Le Sun, Jul 06, 2014 at 04:02:05PM +0100, Lars Wirzenius a écrit :
> The standards FHS directory layout gives us four locations in which to
> put executabes: /bin, /sbin, /usr/bin, /usr/sbin. In theory we could
> then have four providers of yoyo, but that would be very confusing.
> Even using bin vs sbin is confusing: if you're used to running foo's
> yoyo as your normal user, it'll be quite a surprise when you try to
> run it as root and get bar's yoyo instead.
Here, both programs have narrow and non-overlaping user bases, and are
not installed on fresh standard Debian systems.
This said, you made a good point that one has to consider if programs can be
accidentally called with root priviledges, and what will happen in that case.
I think that it would be a good element for a checklist, rather than a good
reason to forbid any name conflict at all.
We also have to consider that large multi-user, multi-purpose systems are
becoming rare because it is easier to have virtual servers, chroots, and other
container solutions. To the practical possibility of needing both programs at
the same time is even lower than when the Policy was written.
Here the surprise would come only if there were a system that is set up for
both the purpose of bioinformatics and security port scanning, without the
users being aware that there can be one or the other alternative installed. I
think that it is very unlikely.
> We could have the foo and bar packages conflict with each other, and
> in some cases that might not be too bad. However, it would be really
> unfortunate for long-term quality, in my opinion, if Debian would
> start choosing to compromise like that. It may be true that the
> intersection of users of foo and bar are really rare, and that nobody
> much would suffer if they conflicted, but it sets a bad precedent.
> Conflicts in Debian are meant to be used for a specific reason: when
> two packages _can't_ be used together (at least not as packaged). If
> we use conflicts to resolve the yoyo for foo and bar, it means that we
> are willing to change the meaning of conflicts to also be allowed when
> we just can't be bothered to make difficult distro level integration
Indeed, we should avoid situations where taking bad technical decisions in the
short term is way easier than solving problems in the long term, and our
draconian policy is efficient for that goal.
However, I think that it is efficient to the point of being too strict (zero
tolerance). We now have frequent rebuilds and other quality controls that
were not available when the Policy was written, and it I think that if we were
on a slippy slope, we would see an accumulation of increasingly worrying cases,
and there would be enough time to implement stricter rules.

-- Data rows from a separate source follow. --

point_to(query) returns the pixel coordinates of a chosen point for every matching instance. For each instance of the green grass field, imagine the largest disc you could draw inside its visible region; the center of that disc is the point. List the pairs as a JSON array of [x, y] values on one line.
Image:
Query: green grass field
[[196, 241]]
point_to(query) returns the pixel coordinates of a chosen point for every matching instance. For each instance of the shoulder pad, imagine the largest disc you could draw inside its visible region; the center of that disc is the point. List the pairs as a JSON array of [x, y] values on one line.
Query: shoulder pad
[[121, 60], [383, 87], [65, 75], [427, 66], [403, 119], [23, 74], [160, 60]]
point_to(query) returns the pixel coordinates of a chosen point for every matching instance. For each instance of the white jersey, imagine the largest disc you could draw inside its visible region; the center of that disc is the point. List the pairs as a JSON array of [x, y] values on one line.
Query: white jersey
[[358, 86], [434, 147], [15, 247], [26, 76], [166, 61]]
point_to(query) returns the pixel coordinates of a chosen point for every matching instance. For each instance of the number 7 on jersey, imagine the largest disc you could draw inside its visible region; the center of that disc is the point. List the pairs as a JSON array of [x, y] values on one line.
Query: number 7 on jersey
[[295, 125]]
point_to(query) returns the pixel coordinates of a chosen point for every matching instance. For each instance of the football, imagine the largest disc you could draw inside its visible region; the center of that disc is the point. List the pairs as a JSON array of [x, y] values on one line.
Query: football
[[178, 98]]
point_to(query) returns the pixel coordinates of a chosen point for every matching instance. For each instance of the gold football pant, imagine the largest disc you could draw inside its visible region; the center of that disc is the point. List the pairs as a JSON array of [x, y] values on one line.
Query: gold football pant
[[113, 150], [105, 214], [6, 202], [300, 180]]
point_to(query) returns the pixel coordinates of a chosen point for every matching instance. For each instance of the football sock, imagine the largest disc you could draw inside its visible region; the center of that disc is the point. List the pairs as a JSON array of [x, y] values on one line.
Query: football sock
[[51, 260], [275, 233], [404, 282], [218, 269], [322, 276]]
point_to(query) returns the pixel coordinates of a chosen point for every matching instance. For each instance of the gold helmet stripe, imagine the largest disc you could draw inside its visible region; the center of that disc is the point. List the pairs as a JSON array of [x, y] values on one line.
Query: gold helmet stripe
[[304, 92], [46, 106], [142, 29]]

Lastly, one of the reasons I take a non-cooperative standpoint here is that the
debian-devel mailing list tends to be the place where some developers call veto
on the choices other developers, and this done too cheaply on my opinion. So
for renamings that will annoy users for sure and solve problems that are only
hypothethical, the question will be “who did it ?”. And I think that those who
call for these renamings should do them themselves and stand at the front for
the possibility of receiving rotten tomatoes from our users. If they are
willing to do this, that would convince me that they are not just talking. On
my side, while I can not be convinced to rename programs in a situation like
this one, I will not block people doing it.